Twenty-five. generations of Hammerfells have passed since the Founderstone was stolen from Balgard and Brimbar Hammerfell,” the dwarf growled as he tugged angrily at his snowy beard. Cael smiled wearily across the table. He’d heard this tale many times before. “We were never paid for it,” the dwarf finished.

“Not that they would have sold it,” the elf said in his gentlest voice.

“Not that we would have sold it!” the dwarf shouted, his fist striking the table so hard that their two mugs jumped into the air. Foam leaped on high and washed across the dinted wooden surface of the table. “Never! Not for any price!”

“So tell me, Grandfather, why does the world not know this remarkable tale? Why do the minstrels not sing it at every festival?” the elf asked as he sat back in his chair and gestured at the players singing in the corner of the tavern Outside the streets were alive with the noise of festivities, but inside the small common room of the Dwarven Spring, a group of minstrels played and sang a lively air to a nearly empty room. Other than the elf and the dwarf, the tavern’s only occupants were a pair of off-duty Knights of Takhisis, a young man wearing the red robes of a mage, and an Ergothian silk merchant who snored with his head on the bar. Behind the bar, the barkeep carefully stacked a pyramid of crockery mugs. Windows set high in the walls provided the room’s only illumination. These looked out at street level, presenting a fascinating view of the latest fashions in Palanthian footwear.

“Because, young Cael,” the dwarf explained, “it was forgotten . Yes, forgotten! Having stolen from Balgard and Brimbar Hammerfell their only treasure, the citizens of Palanthas promptly forgot how they came by the stone or what it meant or why it was taken from the dwarves in the first place. You see, thieves stole it from the city treasury not long afterwards, and it was never recovered. The city forgot about it, because to remember it was to remember their failure. History was rewritten and the stone forgotten.”

“Until now,” Cael commented.

“We never forgot it!” the dwarf roared. “We knew where it was all along. We tried to get it back, but we failed. Meanwhile, the city gave us a pittance in return for our ‘gift.’ To this day, we pay no taxes, though I am sure not half the fools in the Senate know why. Nor would they question it. No, the Hammerfells have always been exempt from taxation, and so it shall remain.”

“Surely, Grandfather, over the centuries your family has saved in taxes many times the value of the stone,” Cael remarked.

“That is not the point, as you well know!” the dwarf growled. “You young rapscallion, you always seem to steer me to the subject of the Founderstone.
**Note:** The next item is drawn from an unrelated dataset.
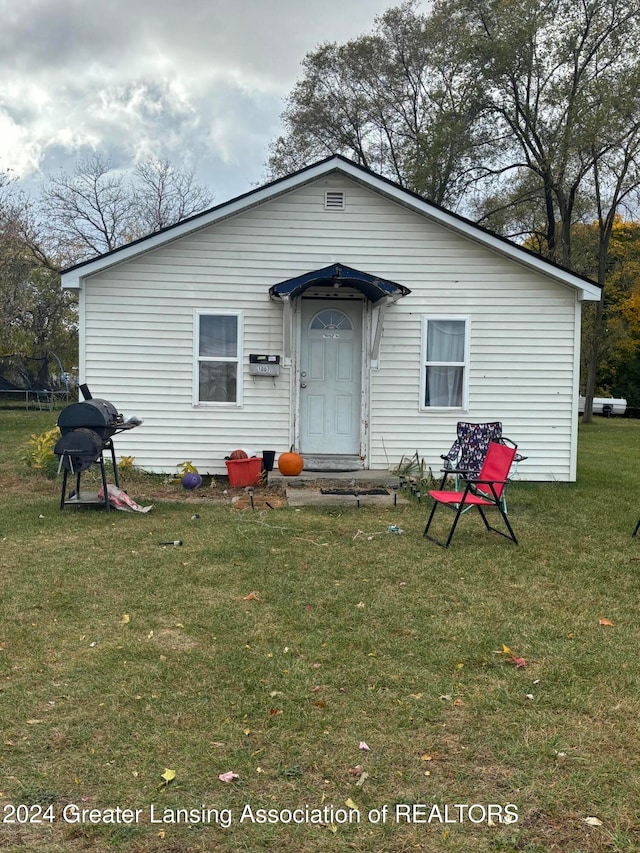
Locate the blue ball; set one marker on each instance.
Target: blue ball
(191, 481)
Why is that? You know how it makes my blood boil.”

“I enjoy the telling of the tale,” Cael answered. “I am an elf, after all. I never weary of remembrances.”
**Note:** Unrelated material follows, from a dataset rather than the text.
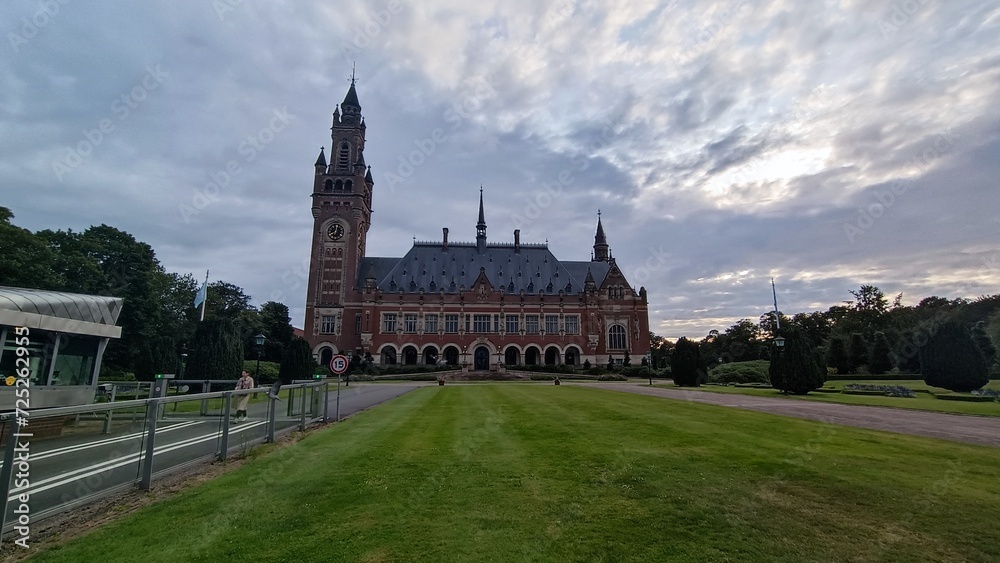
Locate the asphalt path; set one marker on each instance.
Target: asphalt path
(982, 430)
(79, 465)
“Aye, that you are, my boy,” the dwarf smiled. “You and I, we are as unlike as wood and stone, yet we understand one another better than we do these humans, wouldn’t you say?” The elf nodded in agreement as he sipped from his mug.

The minstrels finished their song and set aside their instruments. One wandered over to the bar and eased himself atop a stool, while the rest stepped outside, rapidly ascending the stairs to the street and vanishing into the crowd. Meanwhile, the two Knights of Takhisis paid their bill and staggered to the door. Turning, they waved to the dwarf. “Good morrow to you, Mashter Hammerfell!” they shouted drunkenly.

“So long, boys. See you tomorrow.” The dwarf waved and turned back to his elf companion. “They keep the rings on my fingers,” he said, shrugging.

The barkeep approached the table, wiping his hands on a greasy rag. He was a slovenly man, with heavy unshaved jowls and a nap of hair clinging to his sweaty forehead. He stopped at their table and slid two coins before the dwarf. “They paid their tab in steel coin, marster,” he said.

“If nothing else, the Dark Knights can be counted on for steel coin,” the dwarf commented as he swept the coins from the table and into the pouch at his belt. “You can go now, if you like. The ceremonies will begin soon, I imagine.”